There has already been excellent work undertaken in this area, which will be taken into account, for example:
- The report on remedy for gross human rights abuse published by the Office of the High Commissioner for Human Rights; and
- The Third Pillar report on Access to Judicial Remedy which highlights, from a legal perspective on the legal and practical barriers which prevent victims from access remedy.
As we review remedy within our own jurisdiction, we hope that it will serve to assist the work of other countries on the provision of remedy. Ideally, remedy should be provided within the jurisdiction where any abuse has taken place. The Government is conscious of the UK’s responsibility to help other states improve their own systems for remedy.
Indeed, during the recent round of calls for projects under the Foreign and Commonwealth Office’s Human Rights and Democracy Programme Fund, bids for projects on remedy were particularly encouraged.
As well as considering judicial remedies, we will also look at the non-judicial mechanisms as the first channel for addressing grievances.
Remedy can be an apology and restitution as well as compensation and punitive sanctions. It may also be the prevention of harm through injunctions or guarantees of non-repetition.
Our intention is to ensure we have a comprehensive and well-equipped system of remedy in place to eradicate human rights abuses through both judicial and non-judicial processes.
The Government will not overlook the excellent and essential work being carried out by non-judicial bodies, which can continue to be developed and built upon.
For example, the OECD’s National Contact Point assists business to take appropriate measures to observe human rights guidelines. It provides a mediation and conciliation platform to resolve practical issues which might arise.
The Gangmasters Licensing Authority has also done tremendous work to prevent the exploitation of workers.
As part of this work, we will encourage British business to extend their grievance mechanisms which are provided for their UK workers to their overseas operations, adapting them where appropriate and necessary.
I am aware as I draw my remarks to a close, that in many ways, I have set out the problems faced and the work which needs to be done in this area, rather than the solutions.
However, I am keen that as the UK Government goes forward with the implementation and review of our National Plan that we engage fully with you - the lawyers.
I can promise that the Government will be open to listening to every reasonable suggestion for addressing remedy in the UK and internationally.
I am confident that through the commitment of businesses, lawyers and the work of Government, the UK will continue to make progress.
I am confident too, that the UK’s reputation as a leader in business and human rights will continue to grow, and help other countries implement human rights principles.
Today’s discussions on business and human rights are timely for many reasons. Next year marks the 800th anniversary of the signing of the Magna Carta. The anniversary will be an opportunity for celebration and reflection of the significance and values of the Magna Carta for lawyers here in the UK and around the world.

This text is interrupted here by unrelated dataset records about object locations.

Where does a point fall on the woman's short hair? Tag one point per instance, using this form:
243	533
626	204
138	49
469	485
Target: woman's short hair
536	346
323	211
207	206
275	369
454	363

One of the ways in which the anniversary will be marked here in London will be the Global Law Summit in February, a world-class conference exploring how the principles of the Magna Carta can achieve political, social and commercial goals in the 21st Century. Not only will the conference be an opportunity to promote business and the rule of law, it will showcase British legal expertise and create global opportunities for British lawyers.
Many of you here today will be participating in that conference, and I want to encourage as many law firms, lawyers and human rights organisations to be involved.
Today, this conference represents that commitment by the legal community to the pursuit of improved human rights, and I am grateful to have had the opportunity to speak to you today on these issues.